Empty Sculpture

  • Mikala Dwyer
Empty Sculpture

Title

Empty Sculpture

Details

Production Date 2019
Collection(s) Collection Govett-Brewster Art Gallery. Acquired with generous support from the Govett-Brewster Foundation, the Artist and Hamish McKay Gallery.
Accession Number 2020/1
Media Plastic, hessian.
Measurements Approx. 4 x 2 x 2m

About

Mikala Dwyer’s Empty Sculpture attempts to make air visible, to capture something that is all around us, but we cannot usually see. The large-scale suspended plastic bubble traps air and reflects light, encouraging us to acknowledge the invisible substances all around.

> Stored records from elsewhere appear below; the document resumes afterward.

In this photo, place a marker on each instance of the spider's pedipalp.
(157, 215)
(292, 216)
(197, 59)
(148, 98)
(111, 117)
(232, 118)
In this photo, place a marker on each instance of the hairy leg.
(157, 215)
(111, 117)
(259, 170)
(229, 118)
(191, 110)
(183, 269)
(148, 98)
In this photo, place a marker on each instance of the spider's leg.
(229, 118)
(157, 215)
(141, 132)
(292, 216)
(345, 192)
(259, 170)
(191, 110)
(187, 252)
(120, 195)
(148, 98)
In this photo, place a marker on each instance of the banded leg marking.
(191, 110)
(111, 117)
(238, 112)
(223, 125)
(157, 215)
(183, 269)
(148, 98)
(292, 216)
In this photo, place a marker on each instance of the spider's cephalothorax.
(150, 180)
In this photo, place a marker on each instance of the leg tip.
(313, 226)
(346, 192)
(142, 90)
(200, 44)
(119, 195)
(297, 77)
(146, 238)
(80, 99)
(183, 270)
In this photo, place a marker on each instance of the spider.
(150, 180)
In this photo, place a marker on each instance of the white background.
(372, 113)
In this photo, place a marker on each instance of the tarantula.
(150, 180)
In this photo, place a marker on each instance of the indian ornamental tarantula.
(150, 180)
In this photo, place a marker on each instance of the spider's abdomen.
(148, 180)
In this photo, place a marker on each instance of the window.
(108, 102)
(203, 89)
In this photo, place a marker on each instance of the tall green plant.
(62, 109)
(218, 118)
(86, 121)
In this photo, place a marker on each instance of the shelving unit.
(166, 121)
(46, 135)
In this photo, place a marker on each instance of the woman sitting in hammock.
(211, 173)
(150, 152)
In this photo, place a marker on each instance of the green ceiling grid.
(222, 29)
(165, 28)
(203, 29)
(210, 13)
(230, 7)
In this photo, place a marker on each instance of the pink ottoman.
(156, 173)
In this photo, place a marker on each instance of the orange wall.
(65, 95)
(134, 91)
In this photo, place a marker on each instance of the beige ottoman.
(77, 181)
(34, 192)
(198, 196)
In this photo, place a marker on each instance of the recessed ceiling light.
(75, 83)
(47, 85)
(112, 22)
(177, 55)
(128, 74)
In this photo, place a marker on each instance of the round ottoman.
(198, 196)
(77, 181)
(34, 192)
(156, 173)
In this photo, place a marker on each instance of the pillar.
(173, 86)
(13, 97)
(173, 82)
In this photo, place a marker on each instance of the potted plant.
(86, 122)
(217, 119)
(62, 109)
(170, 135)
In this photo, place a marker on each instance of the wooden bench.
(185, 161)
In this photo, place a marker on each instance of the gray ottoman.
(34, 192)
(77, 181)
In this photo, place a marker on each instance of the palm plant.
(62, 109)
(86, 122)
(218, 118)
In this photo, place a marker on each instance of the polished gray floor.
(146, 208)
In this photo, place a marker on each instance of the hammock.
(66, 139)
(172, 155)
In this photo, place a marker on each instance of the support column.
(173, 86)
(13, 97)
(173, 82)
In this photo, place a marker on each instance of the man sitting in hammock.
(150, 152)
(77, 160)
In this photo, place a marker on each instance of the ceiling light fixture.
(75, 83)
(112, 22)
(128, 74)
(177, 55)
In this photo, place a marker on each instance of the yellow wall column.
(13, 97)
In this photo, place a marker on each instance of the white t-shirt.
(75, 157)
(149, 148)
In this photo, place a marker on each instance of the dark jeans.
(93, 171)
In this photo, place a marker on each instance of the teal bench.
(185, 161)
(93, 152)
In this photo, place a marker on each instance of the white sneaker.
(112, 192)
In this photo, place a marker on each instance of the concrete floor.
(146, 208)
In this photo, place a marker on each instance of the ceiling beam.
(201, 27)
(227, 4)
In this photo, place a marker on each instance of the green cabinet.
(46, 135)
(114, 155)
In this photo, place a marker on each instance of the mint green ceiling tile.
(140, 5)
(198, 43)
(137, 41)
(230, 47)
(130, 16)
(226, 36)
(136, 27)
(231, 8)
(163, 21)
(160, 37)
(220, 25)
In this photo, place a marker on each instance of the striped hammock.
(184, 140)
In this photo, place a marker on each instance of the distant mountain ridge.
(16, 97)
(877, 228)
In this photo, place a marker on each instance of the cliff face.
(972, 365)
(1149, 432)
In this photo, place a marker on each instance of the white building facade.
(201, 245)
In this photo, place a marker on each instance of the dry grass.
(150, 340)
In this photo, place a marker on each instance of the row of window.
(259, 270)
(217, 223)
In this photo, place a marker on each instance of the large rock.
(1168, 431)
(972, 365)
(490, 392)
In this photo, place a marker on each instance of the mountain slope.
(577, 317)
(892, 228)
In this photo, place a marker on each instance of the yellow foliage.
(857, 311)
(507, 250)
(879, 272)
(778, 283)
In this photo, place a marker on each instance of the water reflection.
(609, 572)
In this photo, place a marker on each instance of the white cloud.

Originally commissioned as part of Dwyer’s project Earthcraft, where it was suspended from an eight-metre-high ceiling in the Len Lye Centre’s Lower Ramp, the work responds directly to the beyond-human scale of the building. In Earthcraft, Dwyer combined geometric forms, materials and symbols, incorporating readymade objects and industrial materials alongside handmade and organic forms. Viewers must alter their path along a narrow straight space to avoid mobile-like arrangements hanging in space. This arrangement of forms, typical of Dwyer’s practice, poses questions about fiction and reality, time and space, and the mythologies people devise to make sense of the world.

Moulded forms like Empty Sculpture have appeared in Dwyer’s practice since 2002. Made from heated, vacuum-formed plastic, they take on a range of shapes and forms, and have appeared in a wide range of contexts—sometimes hanging, sometimes perched on the floor, sometimes even filled with soil and growing plants. Dwyer is reluctant to pin down any meaning or singular reading of the forms, but, as Robert Leonard noted, the shapes reference a history of sculptors manipulating matter to reduce the mass of an object and expand its volume as much as a space would allow—Fred Sandback’s lines of string, for instance. Inchoate and suggestive, they play upon a range of binary oppositions, floating in a zone between lightness and weight, artificial and organic.